Green, who founded Nexus Development Group just last year, is hardly the first new developer to jump head first into South Florida’s market. Pedro Martin agreed to pay $190 million for 10 acres of parking lots surrounding the headquarters of The Miami Herald with only a 6-story condo in Miami Beach to his credit.
Delving into a challenging market
Construction and building costs are up. The labor market is tight. There are regulations in place for banks and commercial lending. And some inexperienced builders have jumped into the red-hot market only to learn development is not so easy, ultimately canceling their projects. Meanwhile, buyer demand for residential condos has cooled from the frenzy a year ago.
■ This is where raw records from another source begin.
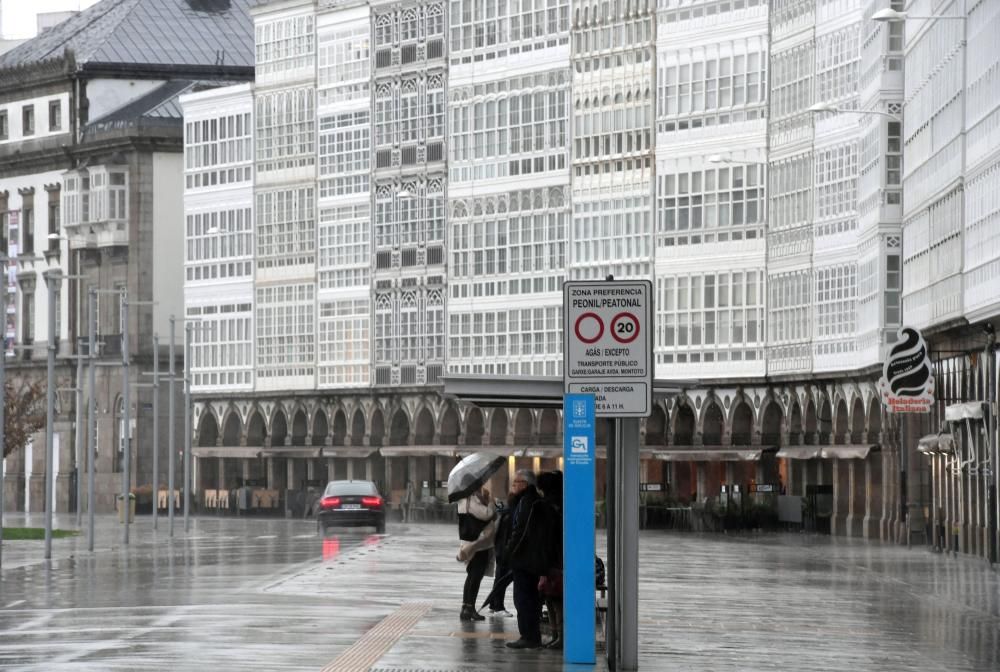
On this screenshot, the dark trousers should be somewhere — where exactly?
[462,551,490,609]
[514,569,542,642]
[490,562,514,611]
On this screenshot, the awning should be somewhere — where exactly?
[260,446,323,458]
[777,446,823,460]
[944,401,983,422]
[191,446,261,458]
[378,445,456,457]
[917,433,955,455]
[820,445,878,460]
[653,448,764,462]
[323,446,378,460]
[594,446,656,460]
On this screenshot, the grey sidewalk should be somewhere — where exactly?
[0,517,1000,672]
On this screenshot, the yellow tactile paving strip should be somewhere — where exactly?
[323,602,431,672]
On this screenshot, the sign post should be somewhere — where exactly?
[563,278,653,671]
[563,394,596,665]
[563,280,653,418]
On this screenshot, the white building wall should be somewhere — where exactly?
[654,0,768,378]
[448,0,571,376]
[182,84,254,392]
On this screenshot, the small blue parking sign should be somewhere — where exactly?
[563,394,596,664]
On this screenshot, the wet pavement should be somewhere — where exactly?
[0,516,1000,672]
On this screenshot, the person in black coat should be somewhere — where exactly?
[504,469,549,649]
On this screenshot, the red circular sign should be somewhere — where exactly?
[573,313,604,343]
[611,313,639,343]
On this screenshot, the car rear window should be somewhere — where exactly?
[324,481,378,495]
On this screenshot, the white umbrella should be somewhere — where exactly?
[448,453,507,502]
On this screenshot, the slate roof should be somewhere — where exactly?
[0,0,255,69]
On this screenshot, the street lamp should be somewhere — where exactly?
[872,9,965,23]
[42,271,86,560]
[806,103,901,121]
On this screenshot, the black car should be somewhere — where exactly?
[316,481,385,534]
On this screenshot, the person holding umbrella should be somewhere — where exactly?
[448,453,506,621]
[504,469,551,649]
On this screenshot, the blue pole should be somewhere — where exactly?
[563,394,597,664]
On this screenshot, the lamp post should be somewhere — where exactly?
[43,271,83,560]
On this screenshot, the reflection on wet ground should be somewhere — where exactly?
[0,518,1000,672]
But Green is betting he sees things others have missed. He’s zooming in on residential development in Miami’s Design District because the new construction there so far has been largely commercial. He’s keen on downtown Miami office development because construction there is largely condos, shops and restaurants.
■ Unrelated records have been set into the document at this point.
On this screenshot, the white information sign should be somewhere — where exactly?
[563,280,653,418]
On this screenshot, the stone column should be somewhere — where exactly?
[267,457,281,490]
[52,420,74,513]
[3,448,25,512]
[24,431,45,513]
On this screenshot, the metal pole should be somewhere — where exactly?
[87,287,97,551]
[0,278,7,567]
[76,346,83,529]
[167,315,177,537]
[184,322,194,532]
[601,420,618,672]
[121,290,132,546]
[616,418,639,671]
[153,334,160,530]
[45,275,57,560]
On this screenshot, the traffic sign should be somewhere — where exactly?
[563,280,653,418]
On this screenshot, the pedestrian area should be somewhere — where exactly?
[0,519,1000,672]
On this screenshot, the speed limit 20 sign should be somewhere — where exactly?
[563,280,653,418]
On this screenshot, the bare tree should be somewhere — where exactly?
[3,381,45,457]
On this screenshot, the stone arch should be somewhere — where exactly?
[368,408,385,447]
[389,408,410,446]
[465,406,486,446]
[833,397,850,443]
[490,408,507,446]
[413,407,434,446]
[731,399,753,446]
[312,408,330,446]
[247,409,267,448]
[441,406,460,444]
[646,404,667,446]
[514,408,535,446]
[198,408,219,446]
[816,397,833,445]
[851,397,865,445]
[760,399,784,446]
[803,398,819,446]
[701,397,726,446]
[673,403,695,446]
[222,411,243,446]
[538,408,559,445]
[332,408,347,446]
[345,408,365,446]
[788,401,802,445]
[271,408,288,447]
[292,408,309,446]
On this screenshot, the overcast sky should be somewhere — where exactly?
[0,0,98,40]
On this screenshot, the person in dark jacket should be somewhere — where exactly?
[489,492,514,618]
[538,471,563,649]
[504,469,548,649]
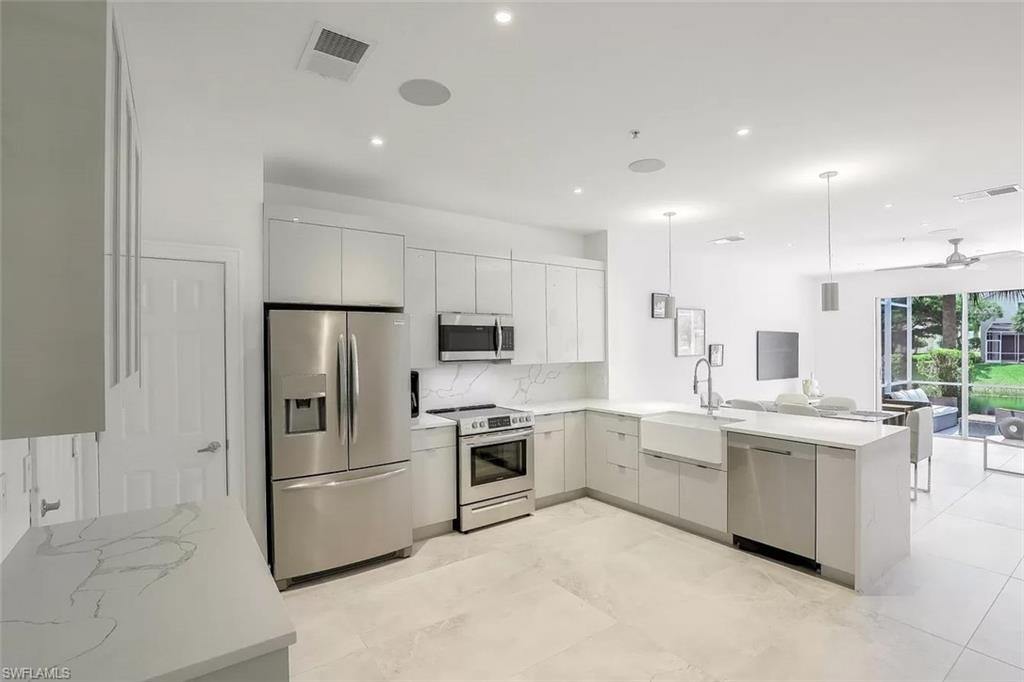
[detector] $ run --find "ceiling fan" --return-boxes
[876,237,1024,272]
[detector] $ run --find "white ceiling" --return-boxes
[119,2,1024,272]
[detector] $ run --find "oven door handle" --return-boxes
[462,427,534,446]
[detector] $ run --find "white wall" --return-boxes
[607,225,816,402]
[264,182,584,257]
[814,251,1024,407]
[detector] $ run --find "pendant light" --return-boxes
[662,211,676,317]
[818,171,839,312]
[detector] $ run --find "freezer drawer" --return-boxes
[272,462,413,581]
[728,434,816,559]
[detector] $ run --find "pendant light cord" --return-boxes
[825,177,833,282]
[669,215,672,296]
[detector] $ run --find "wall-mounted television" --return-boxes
[758,332,800,381]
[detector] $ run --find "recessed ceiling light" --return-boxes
[711,235,744,244]
[398,78,452,106]
[630,159,665,173]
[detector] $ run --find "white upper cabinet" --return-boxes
[512,260,548,365]
[577,269,605,363]
[266,220,342,304]
[406,249,437,370]
[437,251,476,312]
[0,1,122,436]
[547,265,579,363]
[266,218,406,308]
[476,256,512,315]
[341,228,406,307]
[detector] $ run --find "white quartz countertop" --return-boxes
[510,398,905,450]
[411,412,455,431]
[0,498,295,680]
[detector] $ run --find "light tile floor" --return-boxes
[285,438,1024,682]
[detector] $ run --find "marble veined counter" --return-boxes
[515,398,905,450]
[0,498,295,680]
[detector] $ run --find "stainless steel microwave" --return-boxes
[437,312,515,363]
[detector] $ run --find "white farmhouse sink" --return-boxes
[640,412,742,467]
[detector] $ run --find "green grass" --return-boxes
[971,363,1024,386]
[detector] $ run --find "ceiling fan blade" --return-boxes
[975,250,1024,260]
[874,263,946,272]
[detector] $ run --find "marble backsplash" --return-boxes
[420,363,593,411]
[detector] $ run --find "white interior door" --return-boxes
[99,258,227,514]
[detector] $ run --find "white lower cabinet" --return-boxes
[814,445,857,576]
[604,431,640,469]
[534,412,587,499]
[411,426,458,528]
[604,464,638,502]
[534,431,565,498]
[564,412,587,491]
[639,454,680,516]
[679,462,729,532]
[587,405,638,502]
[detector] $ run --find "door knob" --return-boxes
[39,498,60,516]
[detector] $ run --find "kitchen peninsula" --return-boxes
[0,498,296,681]
[507,399,910,592]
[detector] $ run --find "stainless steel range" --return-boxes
[428,404,535,532]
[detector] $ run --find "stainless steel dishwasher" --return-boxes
[728,433,816,561]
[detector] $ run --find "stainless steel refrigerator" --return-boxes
[266,307,413,586]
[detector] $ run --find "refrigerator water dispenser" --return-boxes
[282,374,327,435]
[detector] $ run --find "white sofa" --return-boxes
[882,388,959,433]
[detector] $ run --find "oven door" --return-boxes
[459,428,534,505]
[437,312,510,363]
”We are strategically bullish,” said Green. “We are focused on the long term in neighborhoods which are poised for growth. We are not focused on Miami broadly speaking.”
”Jeremy’s plans are very positive,” said developer Craig Robins, president of Dacra and the Design District’s biggest landowner. “We want more residents to come in and make it a 24-hour neighborhood.”
Financial Banking
Green asserts his financial backers - Eli Weinstein and Michael Gindi of a New Jersey-based real estate investment firm, Pine Projects - are in it for the long haul. And the young builder says he’s making up for his inexperience by hiring veteran managers.
William Tripodi, for instance, joined Nexus to become its vice president of construction, Green said. Tripodi formerly worked for Miami Beach-based Dacra Development and oversaw building of AQUA, a recently completed condo and town-home development on Miami Beach’s Allison Island.
Also, his chief financial officer is Veronique Damseau, who formerly worked at Florida’s biggest condo developer, Related Group of Florida.
projects.
Green’s $46.5 million deal comes with architectural plans, approved by the city, for an office, condo and hotel project called Lynx. Green’s buying from an investor group led by real estate broker Rodrigo Nino. Illustrating how land prices have soared, Nino’s group agreed to buy it for $24 million in 2004. In 2003, it sold for $8.8 million.
As other investors debate between Florida real estate and stocks these days, Green obviously favors the former. Only time will tell if this strategy pays off.